To encipher a plaintext seed (19 bytes) to arrive at an enciphered cipher seed (33 bytes), we apply the following operations:
- First we take the external version and append it to our buffer. The external version describes how we encipher. For the first version (version 0), we’ll use scrypt(n=32768, r=8, p=1) and aezeed.
- Next, we’ll use scrypt (with the version 9 params) to generate a strong key for encryption. We’ll generate a 32-byte key using 5 bytes as a salt. The usage of the salt is meant to make the creation of rainbow tables infeasible.
- Next, the enciphering process.
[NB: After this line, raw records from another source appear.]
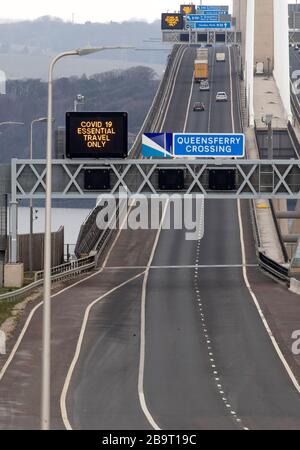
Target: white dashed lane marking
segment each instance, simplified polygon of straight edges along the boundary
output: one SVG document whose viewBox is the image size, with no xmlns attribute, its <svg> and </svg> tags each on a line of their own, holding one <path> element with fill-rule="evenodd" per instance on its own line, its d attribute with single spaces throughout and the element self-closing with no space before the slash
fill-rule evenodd
<svg viewBox="0 0 300 450">
<path fill-rule="evenodd" d="M 209 357 L 209 363 L 210 367 L 212 369 L 213 379 L 216 384 L 216 389 L 218 393 L 220 394 L 220 399 L 224 403 L 226 414 L 229 414 L 230 418 L 234 420 L 234 422 L 237 424 L 239 428 L 242 430 L 248 430 L 249 428 L 245 427 L 242 423 L 242 419 L 238 416 L 237 412 L 234 411 L 232 405 L 228 401 L 228 398 L 225 396 L 225 391 L 222 385 L 221 376 L 219 372 L 217 371 L 217 362 L 214 356 L 214 352 L 212 349 L 212 339 L 210 337 L 208 326 L 206 324 L 206 315 L 204 310 L 204 305 L 202 302 L 202 299 L 200 297 L 200 286 L 199 286 L 199 269 L 201 266 L 199 266 L 199 253 L 200 253 L 200 243 L 201 239 L 199 238 L 198 245 L 197 245 L 197 259 L 196 259 L 196 266 L 194 268 L 195 274 L 194 274 L 194 284 L 195 284 L 195 293 L 196 293 L 196 301 L 198 304 L 198 310 L 199 310 L 199 316 L 200 320 L 202 322 L 202 328 L 203 328 L 203 337 L 207 344 L 207 352 Z"/>
</svg>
We use aez, modern AEAD with nonce-misuse resistance properties. The important trait we exploit is that it’s an arbitrary input length block cipher. Additionally, it has what’s essentially a configurable MAC size. In our scheme we’ll use a value of 8, which acts as a 64-bit checksum. We’ll encrypt with our generated seed, and use an AD of (version || salt).
- Finally, we’ll encode this 33-byte cipher text using the default word list of BIP 39 to produce 24 English words.
Properties of the aezeed cipher seed
The aezeed cipher seed scheme has a few cool properties, notably:
- The mnemonic itself is a cipher text, meaning leaving it in plaintext is advisable if the user also sets a passphrase. This is in contrast to BIP 39 where the mnemonic alone (without a passphrase) may be sufficient to steal funds.
- A cipherseed can be modified to change the passphrase. This means that if the users wants a stronger passphrase, they can decipher (with the old passphrase), then encipher (with a new passphrase). Compared to BIP 39, where if the users used a passphrase, since the mapping is one way, they can’t change the passphrase of their existing HD key chain.
- A cipher seed can be upgraded. Since we have an external version, offline tools can be provided to decipher using the old params, and encipher using the new params. In the future if we change ciphers, change scrypt, or just the parameters of scrypt, then users can easily upgrade their seed with an offline tool.